Designers Align have worked with Ben Lovett of Mumford & Sons on Omeara, a new 350-capacity live music venue, bar and performance space in Flat Iron Square in London’s Borough, which has now opened its doors to the public.
Omeara is being run by operating company Omeara London, together with an independent record and live promotions label Communion, both of which are owned and managed by musician Ben Lovett of Mumford & Sons, who has personally overseen the project.
The new 9,000 sq ft venue, featuring a music venue, a separate live performance area, four bars, a green room, two artist dressing rooms and a roof garden, is part of a new, larger development called The Low Line, comprised of a pedestrian walkway, lined with common spaces and local businesses, based within and alongside redeveloped railway arches that link Waterloo to London Bridge.
Nigel Tresise of align comments: “What’s particularly great about this project is that the interconnected arches create opportunities for drama and zoning whilst still functioning as an overall venue. Not only are all public areas fully accessible, but full thought and care has been given to the whole suite of facilities, from the new-build courtyard block at the front, where the box office, toilets, merchandising closet and roof garden are located, to the mezzanine ‘green room’ artists’ area.”
Omeara now encompasses three arches within The Low Line, including a new-build, 80 sqm courtyard extension with roof garden, located at the Omeara Street entrance to the site. All three arched spaces are then linked via internal connecting doors, located halfway along each inner wall, with the outer two arches also featuring their own dedicated entrance on the arched, Low Line side of the site. In principle, the first arch – The Siding – will be used as a separate space, for events, exhibitions and pop-ups.
The central arch houses the main, 350-capacity live music venue, with the stage at the north end of the space and raised, terraced viewing platforms to the side and rear for disabled customers, as well as a lift to the upper bar and roof terrace level and small dedicated bar to the rear of the space. The final arch houses the main bar on both the ground floor and mezzanine levels.
The main entrance for customers is on Omeara Street, where the new-build courtyard block houses the box office, cloakroom, merchandising closet and toilet block, which further extends a former signal box. A stair to the right of the entrance leads up to the roof terrace on the upper level, as well as through to the upper level of the bar, with the mezzanine level of the bar also served by a separate stair leading directly from the ground floor.
Architecturally, aluminium-framed glazing was already placed, closing off the end of the arches facing The Low Line, but doors had to be moved around and additional fire exits added, once planning approval was achieved.
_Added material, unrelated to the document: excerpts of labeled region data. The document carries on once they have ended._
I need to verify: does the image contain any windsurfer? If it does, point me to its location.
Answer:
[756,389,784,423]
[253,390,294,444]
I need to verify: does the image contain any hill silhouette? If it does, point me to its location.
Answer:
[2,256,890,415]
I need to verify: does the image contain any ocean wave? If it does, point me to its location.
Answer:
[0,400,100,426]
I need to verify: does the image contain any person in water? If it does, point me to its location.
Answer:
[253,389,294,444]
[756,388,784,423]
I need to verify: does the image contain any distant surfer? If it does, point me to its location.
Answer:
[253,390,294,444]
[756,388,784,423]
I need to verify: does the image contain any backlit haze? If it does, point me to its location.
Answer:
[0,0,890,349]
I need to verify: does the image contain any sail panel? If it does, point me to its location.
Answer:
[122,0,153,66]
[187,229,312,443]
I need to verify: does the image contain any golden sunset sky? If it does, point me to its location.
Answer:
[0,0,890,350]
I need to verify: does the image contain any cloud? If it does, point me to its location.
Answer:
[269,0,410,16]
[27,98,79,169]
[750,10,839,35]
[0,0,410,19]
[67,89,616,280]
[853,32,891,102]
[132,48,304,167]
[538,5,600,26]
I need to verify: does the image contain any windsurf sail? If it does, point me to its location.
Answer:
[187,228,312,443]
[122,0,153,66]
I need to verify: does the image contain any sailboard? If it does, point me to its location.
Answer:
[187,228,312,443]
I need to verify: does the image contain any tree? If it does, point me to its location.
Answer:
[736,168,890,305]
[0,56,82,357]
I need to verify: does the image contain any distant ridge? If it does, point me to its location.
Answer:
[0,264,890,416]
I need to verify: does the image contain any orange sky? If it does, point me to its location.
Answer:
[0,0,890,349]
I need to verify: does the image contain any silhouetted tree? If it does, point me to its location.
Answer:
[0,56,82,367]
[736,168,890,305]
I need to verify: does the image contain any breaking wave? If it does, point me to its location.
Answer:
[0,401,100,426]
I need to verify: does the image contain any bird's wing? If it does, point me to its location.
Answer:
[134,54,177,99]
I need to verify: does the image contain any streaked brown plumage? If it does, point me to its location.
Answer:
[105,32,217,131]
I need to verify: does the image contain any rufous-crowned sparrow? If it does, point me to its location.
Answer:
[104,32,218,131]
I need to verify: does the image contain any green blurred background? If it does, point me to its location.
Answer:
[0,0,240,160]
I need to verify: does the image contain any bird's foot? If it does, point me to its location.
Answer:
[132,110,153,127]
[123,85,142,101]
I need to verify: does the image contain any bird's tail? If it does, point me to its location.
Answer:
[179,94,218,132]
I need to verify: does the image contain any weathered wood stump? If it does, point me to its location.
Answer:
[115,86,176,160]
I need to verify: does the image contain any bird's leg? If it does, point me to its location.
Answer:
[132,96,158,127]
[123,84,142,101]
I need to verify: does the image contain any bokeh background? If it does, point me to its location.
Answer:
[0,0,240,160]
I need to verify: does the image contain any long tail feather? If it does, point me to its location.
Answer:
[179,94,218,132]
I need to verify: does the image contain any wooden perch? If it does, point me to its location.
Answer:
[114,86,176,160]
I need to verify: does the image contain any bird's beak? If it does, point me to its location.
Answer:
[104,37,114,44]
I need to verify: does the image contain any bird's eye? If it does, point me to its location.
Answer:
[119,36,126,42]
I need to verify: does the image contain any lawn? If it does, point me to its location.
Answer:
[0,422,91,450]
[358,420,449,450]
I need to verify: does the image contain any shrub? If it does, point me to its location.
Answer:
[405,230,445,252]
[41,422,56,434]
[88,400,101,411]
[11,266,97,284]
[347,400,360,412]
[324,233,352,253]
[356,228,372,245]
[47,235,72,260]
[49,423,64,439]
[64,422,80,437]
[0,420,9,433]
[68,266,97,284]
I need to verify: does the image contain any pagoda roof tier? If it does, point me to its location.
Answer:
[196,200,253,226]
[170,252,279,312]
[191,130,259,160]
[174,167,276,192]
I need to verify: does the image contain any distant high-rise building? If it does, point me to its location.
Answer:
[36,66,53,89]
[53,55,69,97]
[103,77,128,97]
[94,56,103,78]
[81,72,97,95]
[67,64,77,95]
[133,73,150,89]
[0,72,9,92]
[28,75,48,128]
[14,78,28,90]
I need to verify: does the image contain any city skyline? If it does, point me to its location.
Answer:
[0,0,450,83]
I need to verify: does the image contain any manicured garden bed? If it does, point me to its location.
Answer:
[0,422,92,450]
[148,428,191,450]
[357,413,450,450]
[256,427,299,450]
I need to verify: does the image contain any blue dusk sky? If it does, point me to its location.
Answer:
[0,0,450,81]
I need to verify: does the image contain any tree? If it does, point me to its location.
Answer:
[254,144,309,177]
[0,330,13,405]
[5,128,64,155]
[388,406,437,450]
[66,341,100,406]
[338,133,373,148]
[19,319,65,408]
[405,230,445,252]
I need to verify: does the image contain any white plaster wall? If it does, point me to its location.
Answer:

New internal structural steelwork was inserted to support all the new interventions, from galleries and mezzanines to the new stage system.
The greatest design challenge of the project, however, lay in the creation of an effective acoustic lining system, in order to isolate the venue from the low-frequency noise and vibrations from the busy railway viaduct track directly above.
Overall, the interior treatment, curated by Studio Juice and legendary set designer Dick Bird, evokes a once-glorious past, with a fairly beaten-up aesthetic, including reclaimed elements such as decorative panels made up of wrought-iron table legs. Flooring is appropriate to each zone, with a range of treatments from concrete and timber to Marmoleum and ceramic tiling.